India's first quarter GDP growth likely to be weakest since 2012; coronavirus, lockdown halted economic activity: Poll
Forecasts for gross domestic product (GDP) data, due to be released on 29 May, ranged between +4.5 percent and -1.5 percent, underscoring the widespread uncertainty on the impact of the coronavirus on the economy at that stage.
Bengaluru: India’s economy is likely to have expanded at its slowest pace in at least eight years in the January-March quarter, partly as a result of the coronavirus clampdown, a Reuters poll predicted.
— Reuters (@Reuters) May 26, 2020
Asia’s third-largest economy began slowing last year, but a countrywide lockdown implemented by Prime Minister Narendra Modi on 25 March halted economic activity completely.
“Activity in January and February was strong, but the slowdown in March is likely to have largely offset those gains,” Aayushi Chaudhary, an economist at HSBC in Mumbai, said.

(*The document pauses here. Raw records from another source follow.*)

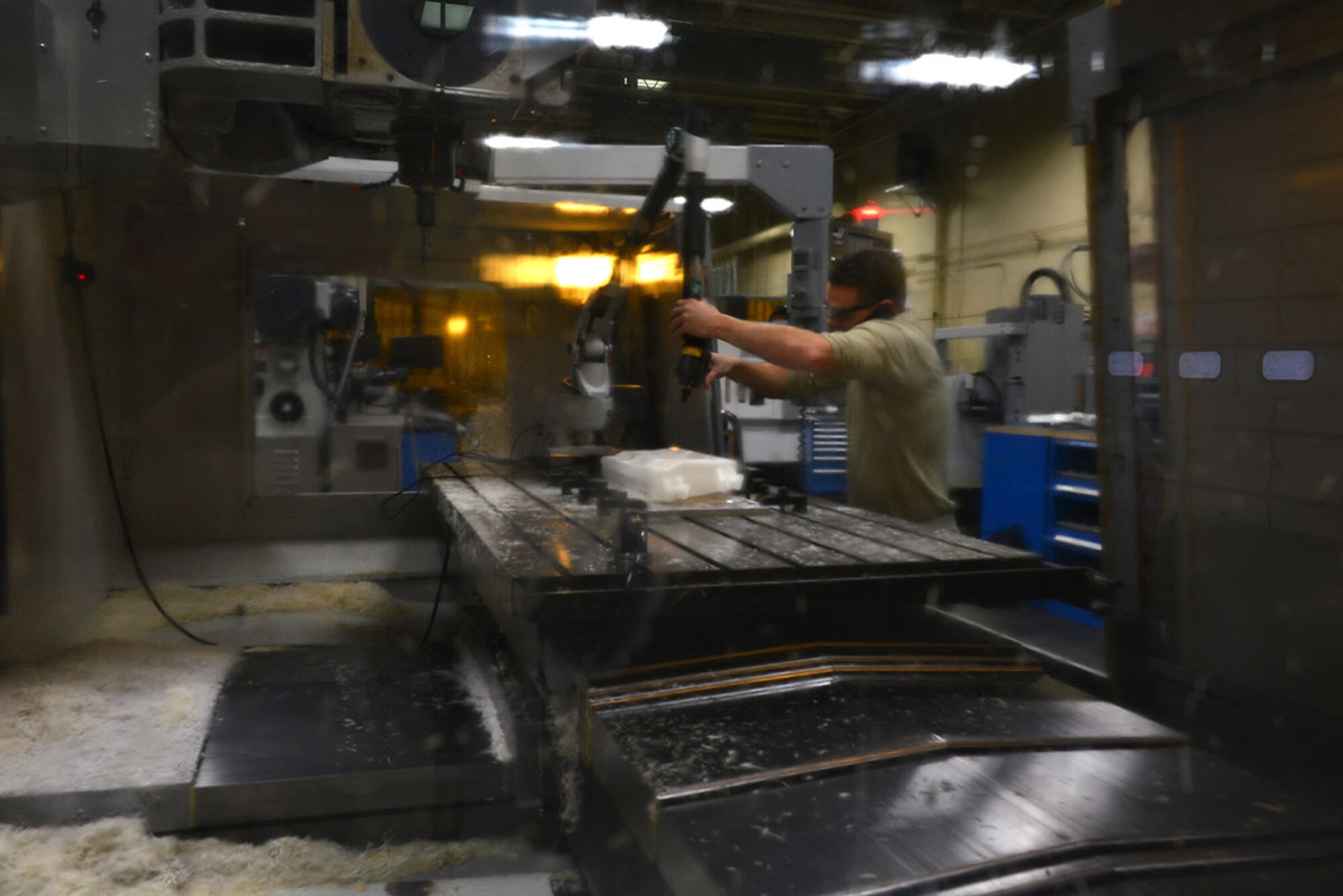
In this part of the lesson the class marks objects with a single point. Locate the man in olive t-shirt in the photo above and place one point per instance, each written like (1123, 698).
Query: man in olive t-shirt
(896, 408)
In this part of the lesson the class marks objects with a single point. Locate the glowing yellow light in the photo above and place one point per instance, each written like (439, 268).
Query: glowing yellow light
(656, 268)
(581, 208)
(584, 271)
(518, 270)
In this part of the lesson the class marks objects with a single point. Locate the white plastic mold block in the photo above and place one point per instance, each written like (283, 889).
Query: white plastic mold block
(671, 474)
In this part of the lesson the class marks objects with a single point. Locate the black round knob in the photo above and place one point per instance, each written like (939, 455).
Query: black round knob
(287, 407)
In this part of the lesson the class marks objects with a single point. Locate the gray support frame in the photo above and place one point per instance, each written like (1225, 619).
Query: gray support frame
(1113, 330)
(797, 180)
(64, 85)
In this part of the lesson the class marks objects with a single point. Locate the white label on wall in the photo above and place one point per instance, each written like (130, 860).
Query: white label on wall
(1298, 365)
(1201, 365)
(1126, 364)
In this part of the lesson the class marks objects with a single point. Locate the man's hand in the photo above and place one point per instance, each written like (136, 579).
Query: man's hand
(695, 317)
(721, 365)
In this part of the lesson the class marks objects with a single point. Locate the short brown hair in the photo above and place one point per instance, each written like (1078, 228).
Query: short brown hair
(878, 274)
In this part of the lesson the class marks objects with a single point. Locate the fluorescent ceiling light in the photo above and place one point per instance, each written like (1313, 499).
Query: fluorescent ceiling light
(604, 31)
(622, 31)
(711, 204)
(989, 70)
(506, 141)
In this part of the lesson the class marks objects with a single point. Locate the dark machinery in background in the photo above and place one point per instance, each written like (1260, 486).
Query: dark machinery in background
(331, 413)
(1037, 358)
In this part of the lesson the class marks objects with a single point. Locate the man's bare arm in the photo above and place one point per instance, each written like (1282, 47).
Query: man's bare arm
(768, 379)
(790, 348)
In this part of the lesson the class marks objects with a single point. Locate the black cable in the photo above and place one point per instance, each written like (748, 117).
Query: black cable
(1067, 266)
(104, 443)
(414, 487)
(320, 377)
(438, 595)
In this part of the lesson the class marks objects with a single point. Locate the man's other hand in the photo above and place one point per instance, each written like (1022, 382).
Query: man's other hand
(694, 317)
(721, 365)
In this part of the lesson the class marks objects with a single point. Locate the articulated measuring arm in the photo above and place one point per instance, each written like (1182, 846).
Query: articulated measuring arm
(592, 346)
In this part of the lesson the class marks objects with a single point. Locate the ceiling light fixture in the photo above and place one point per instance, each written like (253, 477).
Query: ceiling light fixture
(606, 32)
(711, 204)
(990, 70)
(507, 141)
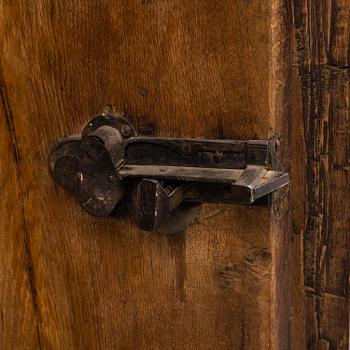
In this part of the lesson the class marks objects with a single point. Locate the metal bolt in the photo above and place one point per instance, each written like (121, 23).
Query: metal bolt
(186, 147)
(111, 178)
(125, 130)
(218, 156)
(227, 195)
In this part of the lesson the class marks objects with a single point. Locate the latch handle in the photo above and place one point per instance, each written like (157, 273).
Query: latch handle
(110, 163)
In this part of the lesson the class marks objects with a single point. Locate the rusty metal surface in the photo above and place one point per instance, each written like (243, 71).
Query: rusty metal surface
(161, 175)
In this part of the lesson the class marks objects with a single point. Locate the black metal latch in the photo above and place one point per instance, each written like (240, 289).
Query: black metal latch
(159, 177)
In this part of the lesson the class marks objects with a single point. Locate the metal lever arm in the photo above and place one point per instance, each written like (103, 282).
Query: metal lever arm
(164, 172)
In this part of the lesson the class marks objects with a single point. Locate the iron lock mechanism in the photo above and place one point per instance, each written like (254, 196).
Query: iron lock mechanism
(161, 179)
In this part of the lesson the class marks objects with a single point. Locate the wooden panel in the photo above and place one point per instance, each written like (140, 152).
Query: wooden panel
(322, 124)
(190, 69)
(18, 311)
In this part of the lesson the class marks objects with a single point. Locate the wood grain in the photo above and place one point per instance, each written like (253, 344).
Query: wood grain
(321, 138)
(186, 69)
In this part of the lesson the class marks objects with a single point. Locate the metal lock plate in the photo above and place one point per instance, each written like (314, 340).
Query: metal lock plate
(161, 178)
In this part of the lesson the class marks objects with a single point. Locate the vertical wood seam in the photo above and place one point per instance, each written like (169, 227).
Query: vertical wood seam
(22, 192)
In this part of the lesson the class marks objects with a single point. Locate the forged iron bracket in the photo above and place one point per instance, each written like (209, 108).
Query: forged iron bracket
(110, 164)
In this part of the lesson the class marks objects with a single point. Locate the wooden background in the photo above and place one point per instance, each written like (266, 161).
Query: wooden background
(320, 172)
(215, 69)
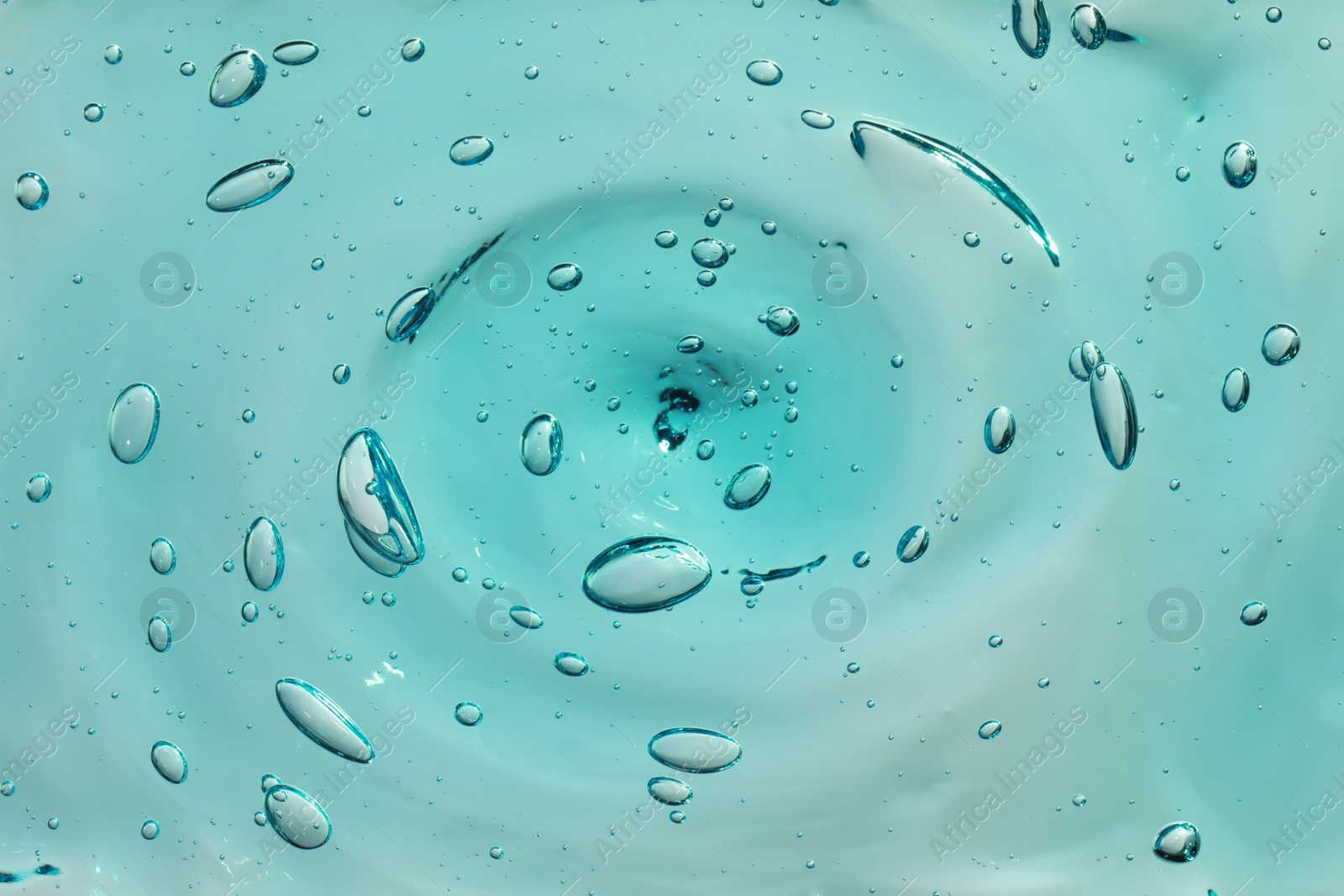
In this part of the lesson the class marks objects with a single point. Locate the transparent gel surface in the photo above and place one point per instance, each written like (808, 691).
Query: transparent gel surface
(837, 409)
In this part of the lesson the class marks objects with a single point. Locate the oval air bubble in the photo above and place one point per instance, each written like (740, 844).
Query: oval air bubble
(264, 553)
(31, 191)
(781, 322)
(1236, 389)
(409, 313)
(1280, 344)
(470, 150)
(819, 120)
(1240, 164)
(1254, 613)
(526, 617)
(39, 488)
(1113, 410)
(571, 664)
(297, 817)
(237, 78)
(322, 720)
(1000, 429)
(295, 53)
(249, 186)
(913, 544)
(765, 73)
(748, 486)
(1089, 26)
(163, 557)
(168, 761)
(160, 634)
(413, 50)
(645, 573)
(374, 500)
(690, 344)
(696, 750)
(710, 253)
(669, 792)
(564, 277)
(542, 445)
(134, 422)
(1178, 842)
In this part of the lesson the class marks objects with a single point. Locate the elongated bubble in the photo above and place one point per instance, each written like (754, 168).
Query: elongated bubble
(264, 553)
(1113, 409)
(696, 750)
(409, 313)
(1038, 46)
(322, 720)
(645, 573)
(965, 164)
(249, 186)
(374, 500)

The poll of 52 economists, taken 20-25 May, indicated India’s economy grew at 2.1 percent in the March quarter from a year ago, its weakest since comparable records began in early 2012, and sharply slower than 4.7 percent in the prior three months.
Forecasts for gross domestic product (GDP) data, due to be released on 29 May at 1200 GMT, ranged between +4.5 percent and -1.5 percent, underscoring the widespread uncertainty on the impact of the coronavirus on the economy at that stage.
While only six economists in the poll forecast a contraction during the first quarter, leading indicators for March already released have signalled a significant hit to GDP in January-March.
“Given the unprecedented collapse in activity in late March after the lockdown started, we think the economy will have contracted last quarter,” Shilan Shah, senior India economist at Capital Economics in Singapore, said.
“A prolonged period of restrictions, along with limited financial support means that India’s economy will contract this year for the first time in over four decades,” Shah added.
Policymakers have stepped up fiscal and monetary stimulus in response, but several economists said these would at best boost credit availability.
“The government’s latest stimulus package will serve only to cushion the blow over the long run, rather than help fill the shortfall in demand in the near term,” said Freya Beamish, chief Asia economist at Pantheon Macroeconomics.
“The extension of India’s lockdown until the end of May all but guarantees an unprecedented economic recession.”